When downloading chunks, the chunks are fetched by filename and _chunk{#id}
part is added. The list of all available chunks is returned from minio
, although, it can only return up to 1000
file names, and that is the current chunk number limitation of this application.
Once the chunk count is established the number of routines is started to download chunks in parallel. The chunks can be downloaded in parallel, however, they must be delivered in order.
So the routines are split up amongst which chunk files can they download and they do not start to download new chunk until their current downloaded chunk is processed. This is accomplished with go channels.
For example we have 7 chunks and 3 routines the work distribution is:
routine1 is responsible for chunks : 1,4,7
routine2 is responsible for chunks : 2,5,
routine3 is responsible for chunks : 3,6
The download is done:
# All routines downloaded and block until chunk {x} is delivered
deliver chunk {1}
routine {1} download chunk{4}
deliver chunk {2}
routine {2} download chunk{5}
deliver chunk {3}
routine {3} download chunk{6}
deliver chunk {4}
routine {1} download chunk{7}
deliver chunk {5}
deliver chunk {6}
deliver chunk {7}
Once a routine delivers it can start downloading its next chunk while some other earlier routine is delivering. Currently routines only download 1 chunk at a time, however, this could theoretically be increased, but is yet to be tested.
The current application handles most of the errors by crashing if something goes wrong, like integrity errors or invalid options. This is something that is yet to be fixed for expanding it later
These are the files and their sizes the app was tested for
Size | Upload Time | Download Time | |
---|---|---|---|
Small | 4B | 0.17s | 0.001s |
Big | 4KB | 0.06s | 0.001s |
Image | 3MB | 0.2s | 0.02s |
Exe | 130MB | 3.38s | 0.83s |
Zip | 5.1GB | 136s | 37s |
The tests could be expanded more, however, all of these yielded correct roundtrip result aka, the files contained the same content.
I don't think the chunk naming scheme I chose is good, therefore, it should be reworked.
If a long file name is given and using chunks the naming method would not work.
The upload of the files is currently slow as parsing each chunk is done in a single function call. This could further be parallelized in a future work.

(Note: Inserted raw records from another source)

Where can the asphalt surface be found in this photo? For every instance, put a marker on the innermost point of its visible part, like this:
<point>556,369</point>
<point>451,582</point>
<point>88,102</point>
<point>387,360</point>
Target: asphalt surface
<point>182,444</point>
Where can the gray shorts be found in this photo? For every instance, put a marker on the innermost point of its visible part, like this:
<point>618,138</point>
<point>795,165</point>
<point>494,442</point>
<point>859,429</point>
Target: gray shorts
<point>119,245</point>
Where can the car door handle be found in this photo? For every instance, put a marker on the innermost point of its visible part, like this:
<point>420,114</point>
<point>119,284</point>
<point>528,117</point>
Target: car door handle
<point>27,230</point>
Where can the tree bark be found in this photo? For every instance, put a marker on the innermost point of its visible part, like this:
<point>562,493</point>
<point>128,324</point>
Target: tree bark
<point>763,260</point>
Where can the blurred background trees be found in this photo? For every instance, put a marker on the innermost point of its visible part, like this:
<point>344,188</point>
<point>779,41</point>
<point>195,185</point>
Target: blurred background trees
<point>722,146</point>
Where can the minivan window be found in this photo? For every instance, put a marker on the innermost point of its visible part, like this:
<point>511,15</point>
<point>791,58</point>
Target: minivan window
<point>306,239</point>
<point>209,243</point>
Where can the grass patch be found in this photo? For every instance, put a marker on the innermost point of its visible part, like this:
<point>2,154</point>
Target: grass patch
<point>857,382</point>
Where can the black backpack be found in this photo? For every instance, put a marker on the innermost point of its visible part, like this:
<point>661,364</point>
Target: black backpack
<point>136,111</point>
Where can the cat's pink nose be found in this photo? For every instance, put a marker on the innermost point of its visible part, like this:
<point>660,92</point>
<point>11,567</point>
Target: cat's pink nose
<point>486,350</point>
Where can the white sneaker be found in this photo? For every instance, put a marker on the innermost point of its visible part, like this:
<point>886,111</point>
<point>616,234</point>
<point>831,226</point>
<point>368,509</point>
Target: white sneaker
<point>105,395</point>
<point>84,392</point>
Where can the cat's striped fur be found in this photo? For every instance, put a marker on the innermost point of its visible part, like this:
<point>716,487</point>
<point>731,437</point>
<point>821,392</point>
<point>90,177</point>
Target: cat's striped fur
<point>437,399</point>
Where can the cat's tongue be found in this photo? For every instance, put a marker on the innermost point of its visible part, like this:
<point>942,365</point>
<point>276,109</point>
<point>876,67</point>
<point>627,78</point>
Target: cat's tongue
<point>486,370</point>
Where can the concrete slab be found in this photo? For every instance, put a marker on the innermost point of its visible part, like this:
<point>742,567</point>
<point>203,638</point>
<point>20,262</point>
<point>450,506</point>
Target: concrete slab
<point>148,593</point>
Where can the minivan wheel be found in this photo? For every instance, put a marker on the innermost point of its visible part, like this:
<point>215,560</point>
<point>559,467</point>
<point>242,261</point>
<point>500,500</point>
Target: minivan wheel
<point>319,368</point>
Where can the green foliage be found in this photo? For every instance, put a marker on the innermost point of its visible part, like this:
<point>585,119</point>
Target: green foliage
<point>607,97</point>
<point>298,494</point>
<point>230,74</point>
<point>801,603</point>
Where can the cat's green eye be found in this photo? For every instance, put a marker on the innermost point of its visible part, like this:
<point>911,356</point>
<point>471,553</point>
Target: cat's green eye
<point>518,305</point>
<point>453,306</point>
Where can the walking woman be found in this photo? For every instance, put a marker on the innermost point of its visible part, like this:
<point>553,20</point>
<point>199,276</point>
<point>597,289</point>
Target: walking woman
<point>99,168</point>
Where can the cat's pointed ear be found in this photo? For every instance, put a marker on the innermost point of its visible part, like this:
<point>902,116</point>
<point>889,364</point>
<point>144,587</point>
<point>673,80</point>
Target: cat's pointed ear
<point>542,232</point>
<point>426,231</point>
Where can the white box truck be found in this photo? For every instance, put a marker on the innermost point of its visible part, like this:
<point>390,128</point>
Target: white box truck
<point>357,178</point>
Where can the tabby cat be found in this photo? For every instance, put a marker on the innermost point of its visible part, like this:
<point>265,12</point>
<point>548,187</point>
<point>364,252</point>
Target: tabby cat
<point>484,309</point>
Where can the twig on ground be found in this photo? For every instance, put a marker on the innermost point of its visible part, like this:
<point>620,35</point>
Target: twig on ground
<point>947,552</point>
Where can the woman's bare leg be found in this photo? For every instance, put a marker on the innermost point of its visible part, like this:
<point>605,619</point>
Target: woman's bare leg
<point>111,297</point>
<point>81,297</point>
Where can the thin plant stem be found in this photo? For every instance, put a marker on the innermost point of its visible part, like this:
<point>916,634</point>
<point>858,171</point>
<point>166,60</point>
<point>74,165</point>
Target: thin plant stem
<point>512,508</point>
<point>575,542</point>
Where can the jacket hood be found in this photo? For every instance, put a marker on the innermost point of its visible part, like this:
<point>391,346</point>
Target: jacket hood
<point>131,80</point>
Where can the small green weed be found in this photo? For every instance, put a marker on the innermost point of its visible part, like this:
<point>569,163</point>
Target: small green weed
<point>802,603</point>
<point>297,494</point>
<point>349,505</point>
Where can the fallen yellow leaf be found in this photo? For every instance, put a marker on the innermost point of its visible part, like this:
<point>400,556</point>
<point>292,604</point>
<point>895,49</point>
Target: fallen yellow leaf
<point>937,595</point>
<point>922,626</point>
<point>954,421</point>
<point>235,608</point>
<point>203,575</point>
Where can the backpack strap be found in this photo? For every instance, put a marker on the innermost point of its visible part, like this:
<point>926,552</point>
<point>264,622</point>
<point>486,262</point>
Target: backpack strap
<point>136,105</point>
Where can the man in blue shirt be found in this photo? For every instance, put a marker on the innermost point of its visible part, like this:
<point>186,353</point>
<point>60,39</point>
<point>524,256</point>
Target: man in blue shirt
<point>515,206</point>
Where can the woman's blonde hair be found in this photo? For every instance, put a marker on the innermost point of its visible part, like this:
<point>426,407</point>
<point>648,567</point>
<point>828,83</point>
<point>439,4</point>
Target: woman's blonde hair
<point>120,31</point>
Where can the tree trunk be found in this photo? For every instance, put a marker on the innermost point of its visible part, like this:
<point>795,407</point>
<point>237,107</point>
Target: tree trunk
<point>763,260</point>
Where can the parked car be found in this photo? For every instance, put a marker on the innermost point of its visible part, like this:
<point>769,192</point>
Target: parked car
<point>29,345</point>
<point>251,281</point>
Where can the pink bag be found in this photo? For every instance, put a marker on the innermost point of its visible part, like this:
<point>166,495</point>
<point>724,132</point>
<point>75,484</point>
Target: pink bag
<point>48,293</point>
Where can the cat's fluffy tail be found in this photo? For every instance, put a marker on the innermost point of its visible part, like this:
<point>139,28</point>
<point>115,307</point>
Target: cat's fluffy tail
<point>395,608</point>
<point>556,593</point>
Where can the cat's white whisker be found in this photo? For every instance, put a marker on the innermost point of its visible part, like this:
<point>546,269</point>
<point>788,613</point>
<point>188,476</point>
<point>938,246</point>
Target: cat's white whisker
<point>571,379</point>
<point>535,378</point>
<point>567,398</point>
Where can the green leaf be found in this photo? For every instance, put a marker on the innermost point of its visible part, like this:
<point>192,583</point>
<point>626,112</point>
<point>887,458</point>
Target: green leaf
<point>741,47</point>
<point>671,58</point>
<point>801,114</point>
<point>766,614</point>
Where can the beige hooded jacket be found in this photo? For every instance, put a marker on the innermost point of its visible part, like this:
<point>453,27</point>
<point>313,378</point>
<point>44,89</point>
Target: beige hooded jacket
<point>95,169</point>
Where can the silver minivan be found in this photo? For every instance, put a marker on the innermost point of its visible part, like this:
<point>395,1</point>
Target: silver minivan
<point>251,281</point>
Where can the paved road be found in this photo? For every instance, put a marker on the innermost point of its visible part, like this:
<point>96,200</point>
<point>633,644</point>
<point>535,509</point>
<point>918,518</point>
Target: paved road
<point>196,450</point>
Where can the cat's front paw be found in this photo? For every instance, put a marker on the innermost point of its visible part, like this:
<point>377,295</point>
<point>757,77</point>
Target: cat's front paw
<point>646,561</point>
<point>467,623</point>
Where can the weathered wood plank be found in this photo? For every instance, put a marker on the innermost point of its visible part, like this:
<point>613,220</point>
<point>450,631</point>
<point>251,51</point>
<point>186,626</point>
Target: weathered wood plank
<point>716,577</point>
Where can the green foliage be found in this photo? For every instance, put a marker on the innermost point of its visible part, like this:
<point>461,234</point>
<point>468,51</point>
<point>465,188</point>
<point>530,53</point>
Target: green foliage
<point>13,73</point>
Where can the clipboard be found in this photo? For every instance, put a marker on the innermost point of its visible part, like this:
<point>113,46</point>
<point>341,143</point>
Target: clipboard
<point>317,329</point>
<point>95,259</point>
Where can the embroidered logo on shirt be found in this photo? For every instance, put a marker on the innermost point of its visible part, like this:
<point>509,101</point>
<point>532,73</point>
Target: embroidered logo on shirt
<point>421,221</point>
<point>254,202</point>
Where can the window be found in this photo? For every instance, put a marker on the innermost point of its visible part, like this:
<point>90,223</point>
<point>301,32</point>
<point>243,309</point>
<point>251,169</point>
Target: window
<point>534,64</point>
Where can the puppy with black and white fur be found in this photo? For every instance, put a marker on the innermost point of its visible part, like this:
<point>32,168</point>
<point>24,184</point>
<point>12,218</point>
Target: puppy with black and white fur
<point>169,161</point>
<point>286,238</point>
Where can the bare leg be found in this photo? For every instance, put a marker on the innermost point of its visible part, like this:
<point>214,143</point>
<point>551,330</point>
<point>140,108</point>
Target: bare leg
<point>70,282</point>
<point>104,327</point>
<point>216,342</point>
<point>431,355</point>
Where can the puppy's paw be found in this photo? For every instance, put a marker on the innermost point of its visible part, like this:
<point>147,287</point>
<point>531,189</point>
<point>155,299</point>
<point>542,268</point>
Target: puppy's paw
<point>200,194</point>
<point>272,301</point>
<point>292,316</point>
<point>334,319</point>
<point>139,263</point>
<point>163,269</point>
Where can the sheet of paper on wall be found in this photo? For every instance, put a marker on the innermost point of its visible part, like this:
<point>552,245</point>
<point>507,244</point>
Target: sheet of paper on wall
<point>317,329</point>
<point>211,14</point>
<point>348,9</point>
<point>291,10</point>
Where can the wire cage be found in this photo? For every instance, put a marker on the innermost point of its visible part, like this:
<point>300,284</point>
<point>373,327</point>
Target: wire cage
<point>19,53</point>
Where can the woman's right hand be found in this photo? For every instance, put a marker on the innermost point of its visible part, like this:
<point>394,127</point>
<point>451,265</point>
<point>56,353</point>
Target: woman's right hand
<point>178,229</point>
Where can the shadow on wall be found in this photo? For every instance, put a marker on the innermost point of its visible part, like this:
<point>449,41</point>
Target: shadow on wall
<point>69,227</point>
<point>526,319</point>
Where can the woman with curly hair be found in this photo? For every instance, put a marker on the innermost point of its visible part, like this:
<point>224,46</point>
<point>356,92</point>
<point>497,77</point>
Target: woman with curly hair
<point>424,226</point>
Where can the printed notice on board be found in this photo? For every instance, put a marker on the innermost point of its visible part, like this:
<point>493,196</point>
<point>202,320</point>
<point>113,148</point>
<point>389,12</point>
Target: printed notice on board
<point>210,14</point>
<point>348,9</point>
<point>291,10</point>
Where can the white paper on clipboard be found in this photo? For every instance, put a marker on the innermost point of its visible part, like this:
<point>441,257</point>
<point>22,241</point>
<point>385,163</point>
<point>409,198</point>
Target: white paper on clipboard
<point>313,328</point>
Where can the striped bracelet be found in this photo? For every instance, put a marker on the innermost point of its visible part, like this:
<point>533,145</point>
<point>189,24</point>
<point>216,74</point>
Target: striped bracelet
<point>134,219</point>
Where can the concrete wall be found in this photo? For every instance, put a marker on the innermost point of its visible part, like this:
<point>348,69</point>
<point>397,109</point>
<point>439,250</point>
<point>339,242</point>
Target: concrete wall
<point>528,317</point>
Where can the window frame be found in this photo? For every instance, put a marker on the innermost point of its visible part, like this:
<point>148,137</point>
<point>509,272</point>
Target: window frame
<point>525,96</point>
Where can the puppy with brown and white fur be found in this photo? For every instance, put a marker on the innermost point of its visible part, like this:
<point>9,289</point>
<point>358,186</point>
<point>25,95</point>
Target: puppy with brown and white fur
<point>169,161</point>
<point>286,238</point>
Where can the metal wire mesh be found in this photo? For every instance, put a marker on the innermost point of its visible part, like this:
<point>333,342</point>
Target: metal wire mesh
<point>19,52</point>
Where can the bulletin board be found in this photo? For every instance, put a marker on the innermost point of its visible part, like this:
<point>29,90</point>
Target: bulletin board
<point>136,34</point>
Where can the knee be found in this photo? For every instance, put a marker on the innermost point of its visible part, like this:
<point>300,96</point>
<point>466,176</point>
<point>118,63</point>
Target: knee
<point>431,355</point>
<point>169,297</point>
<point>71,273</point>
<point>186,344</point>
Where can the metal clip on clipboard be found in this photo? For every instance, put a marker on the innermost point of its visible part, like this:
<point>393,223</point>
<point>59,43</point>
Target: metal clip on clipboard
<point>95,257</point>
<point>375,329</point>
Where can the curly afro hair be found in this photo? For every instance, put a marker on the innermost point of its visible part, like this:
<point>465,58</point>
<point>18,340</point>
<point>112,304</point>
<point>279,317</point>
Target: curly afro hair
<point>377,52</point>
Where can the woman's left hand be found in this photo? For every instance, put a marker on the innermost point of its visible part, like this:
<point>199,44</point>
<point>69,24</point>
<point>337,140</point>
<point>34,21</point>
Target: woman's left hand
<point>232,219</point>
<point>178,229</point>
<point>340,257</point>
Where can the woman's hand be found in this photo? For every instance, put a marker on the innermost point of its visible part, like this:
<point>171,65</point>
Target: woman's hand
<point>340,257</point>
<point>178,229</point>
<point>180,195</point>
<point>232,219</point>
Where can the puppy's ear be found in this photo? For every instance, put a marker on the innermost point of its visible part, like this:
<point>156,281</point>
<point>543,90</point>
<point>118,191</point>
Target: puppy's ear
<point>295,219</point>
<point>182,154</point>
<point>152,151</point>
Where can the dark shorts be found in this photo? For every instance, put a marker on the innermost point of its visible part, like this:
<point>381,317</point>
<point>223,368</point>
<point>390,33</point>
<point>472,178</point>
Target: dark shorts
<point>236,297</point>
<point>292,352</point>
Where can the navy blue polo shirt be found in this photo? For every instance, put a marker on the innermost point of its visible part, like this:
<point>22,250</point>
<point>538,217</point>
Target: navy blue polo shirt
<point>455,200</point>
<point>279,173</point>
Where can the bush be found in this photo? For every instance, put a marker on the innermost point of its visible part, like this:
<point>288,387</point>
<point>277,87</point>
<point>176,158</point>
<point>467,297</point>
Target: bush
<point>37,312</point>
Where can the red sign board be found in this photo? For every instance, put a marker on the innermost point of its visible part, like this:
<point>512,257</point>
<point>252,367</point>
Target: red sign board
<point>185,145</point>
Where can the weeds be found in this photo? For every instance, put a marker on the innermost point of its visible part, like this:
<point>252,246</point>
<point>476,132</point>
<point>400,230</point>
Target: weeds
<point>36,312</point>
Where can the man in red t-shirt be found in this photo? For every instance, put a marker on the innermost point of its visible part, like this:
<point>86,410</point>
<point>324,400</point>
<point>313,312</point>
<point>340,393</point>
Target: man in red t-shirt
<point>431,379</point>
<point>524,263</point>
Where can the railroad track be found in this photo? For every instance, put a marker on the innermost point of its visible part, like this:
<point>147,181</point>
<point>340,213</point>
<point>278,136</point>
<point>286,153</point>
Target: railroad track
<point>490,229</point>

This is an encryption error/weakness that I noticed as I am finishing this document. For example, in the current implementation, if an attacker gains access to the bucket and renames the chunk files, the algorithm would not know that, as blockIDs are currently per chunk and not per whole file.
Iterating over block number
per whole file rather than per chunk would be the fix
Handle errors in a way that does not terminate the application
Currently the unit tests are only there for encryption module as it required some testing while developing the app to ensure nothing breaks.
Benchmark the application, to understand upload/download speeds, number of concurrent users. This would also help to improve the app performance later.